Wie viele andere Völker auch neigen die Slowenen dazu, ihre internen Probleme zu überschätzen.

Doch die Bombe, die ein finnischer Fernsehbericht am gestrigen Dienstag in Laibach platzen ließ, verdient zweifellos die von der Tageszeitung “Delo” geprägte Bezeichnung “Affäre des Jahrzehnts”. Niemand geringerer als Regierungschef Janez Jansa soll vom finnischen Rüstungskonzern Patria geschmiert worden sein, berichtete der Sender. Knapp drei Wochen vor der Parlamentswahl steht der konservative Politiker, der von Gegnern und Kommentatoren schon mehrmals totgesagt wurde, wieder am politischen Abgrund.

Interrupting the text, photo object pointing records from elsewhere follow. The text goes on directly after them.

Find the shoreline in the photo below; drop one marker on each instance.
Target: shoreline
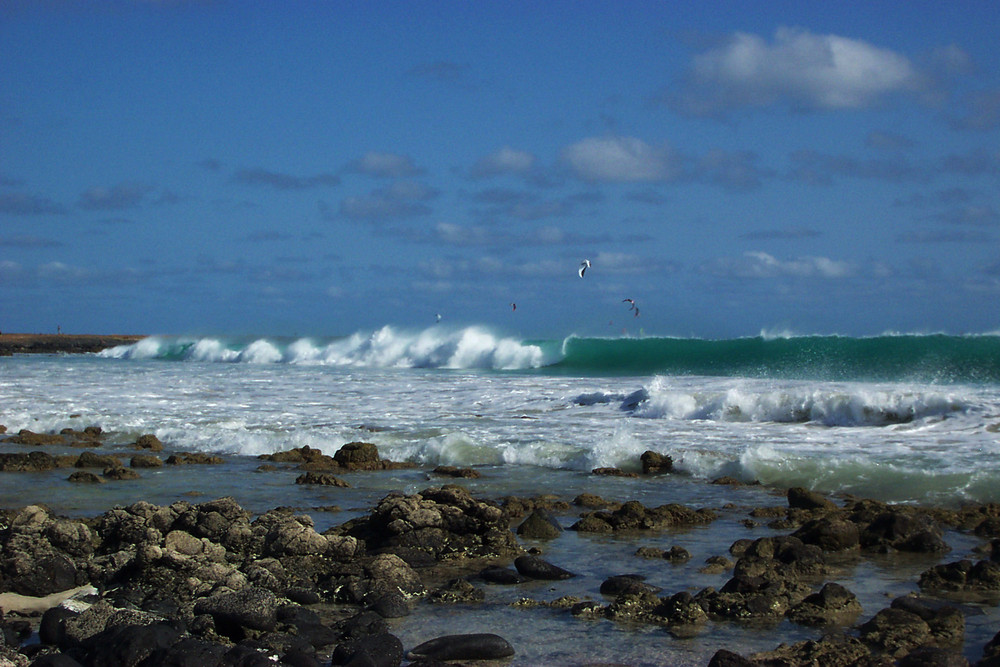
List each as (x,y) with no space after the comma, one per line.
(19,343)
(771,573)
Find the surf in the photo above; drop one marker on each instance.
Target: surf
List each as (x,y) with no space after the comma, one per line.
(932,358)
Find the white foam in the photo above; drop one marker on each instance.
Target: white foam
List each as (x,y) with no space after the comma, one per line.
(830,404)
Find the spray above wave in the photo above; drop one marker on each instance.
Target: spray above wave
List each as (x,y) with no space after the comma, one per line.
(471,347)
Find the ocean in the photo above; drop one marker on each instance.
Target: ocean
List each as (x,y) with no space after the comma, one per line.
(901,418)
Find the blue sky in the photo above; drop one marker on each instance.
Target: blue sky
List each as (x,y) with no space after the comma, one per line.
(322,168)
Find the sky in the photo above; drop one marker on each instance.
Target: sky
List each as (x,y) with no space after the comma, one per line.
(325,168)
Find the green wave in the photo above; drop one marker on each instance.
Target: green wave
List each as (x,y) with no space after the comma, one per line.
(935,358)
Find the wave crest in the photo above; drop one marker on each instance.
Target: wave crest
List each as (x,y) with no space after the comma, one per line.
(470,347)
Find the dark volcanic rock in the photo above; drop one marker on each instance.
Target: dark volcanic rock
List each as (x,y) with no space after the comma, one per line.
(27,462)
(379,650)
(322,479)
(84,477)
(502,575)
(442,522)
(895,631)
(830,534)
(484,646)
(833,604)
(457,591)
(127,645)
(536,568)
(92,460)
(831,651)
(193,458)
(358,456)
(253,608)
(633,516)
(654,462)
(454,471)
(809,500)
(962,576)
(540,525)
(627,584)
(145,461)
(903,530)
(150,442)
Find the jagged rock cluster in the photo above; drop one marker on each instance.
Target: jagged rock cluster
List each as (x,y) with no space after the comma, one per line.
(205,584)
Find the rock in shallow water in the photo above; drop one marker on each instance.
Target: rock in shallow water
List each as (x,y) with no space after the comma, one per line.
(480,646)
(536,568)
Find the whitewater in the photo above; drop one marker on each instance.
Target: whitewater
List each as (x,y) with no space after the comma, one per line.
(898,418)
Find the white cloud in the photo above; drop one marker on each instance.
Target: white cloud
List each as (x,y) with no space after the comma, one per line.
(504,161)
(756,264)
(619,160)
(385,165)
(804,69)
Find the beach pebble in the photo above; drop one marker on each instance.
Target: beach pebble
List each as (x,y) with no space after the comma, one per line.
(482,646)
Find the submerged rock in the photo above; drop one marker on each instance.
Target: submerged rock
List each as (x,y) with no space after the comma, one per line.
(540,525)
(537,568)
(441,522)
(482,646)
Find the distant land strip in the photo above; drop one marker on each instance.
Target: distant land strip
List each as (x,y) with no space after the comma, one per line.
(11,344)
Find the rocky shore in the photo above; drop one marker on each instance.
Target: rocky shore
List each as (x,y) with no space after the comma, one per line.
(210,584)
(60,343)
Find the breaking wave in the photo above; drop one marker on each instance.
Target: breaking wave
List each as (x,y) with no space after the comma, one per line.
(938,358)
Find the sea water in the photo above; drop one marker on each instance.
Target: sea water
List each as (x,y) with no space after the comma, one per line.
(896,418)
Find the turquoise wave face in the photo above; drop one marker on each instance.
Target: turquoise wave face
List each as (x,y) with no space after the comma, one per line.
(936,359)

Die Affäre um den Ankauf von 135 Patria-Radpanzern durch die slowenische Armee köchelt schon seit Monaten. Eine parlamentarische Untersuchung verlief im Sand, doch fachten finnische Ermittlungsergebnisse die Affäre immer wieder aufs Neue an. Der Vorwurf: Patrias slowenischer Konkurrent Sistemska tehnika soll mit Schmiergeldern an Vertreter des Verteidigungsministeriums ausgestochen worden sein.

Großes öffentliches Interesse rief die sperrige Thematik bisher nicht hervor, schließlich war mit knapp 300 Mio. Euro weit weniger Geld im Spiel als etwa bei den milliardenschweren österreichischen Eurofightern. Und auch in Slowenien hat sich mittlerweile herumgesprochen, dass bei den meisten Rüstungsdeals geschmiert wird. Entsprechend konnte sich Verteidigungsminister Karel Erjavec, bisher die Hauptzielscheibe der Kritik, bis dato fest im Sattel halten.

Doch seit Montagabend ist alles anders. Ein Regierungschef als Schmiergeldempfänger – “so einen Vorwurf hat es in der neueren europäischen Geschichte noch nicht gegeben”, schreibt “Delo”. Doch gerade das glaubt der finnische Enthüllungsjournalist Magnus Berglund im Fall Jansas anhand von Patria-Unterlagen belegen zu können. “Wir hätten niemals gedacht, dass die Geschichte so weit hinaufreicht”, gab sich Berglund, der den Praktiken von Patria eineinhalb Jahre auf der Spur war, selbst überrascht über seine Entdeckung. “Das ist kein Wirtschaftsskandal mehr, das ist ein politischer Skandal”, sagte der TV-Journalist der Laibacher Tageszeitung “Delo” (Mittwochsausgabe).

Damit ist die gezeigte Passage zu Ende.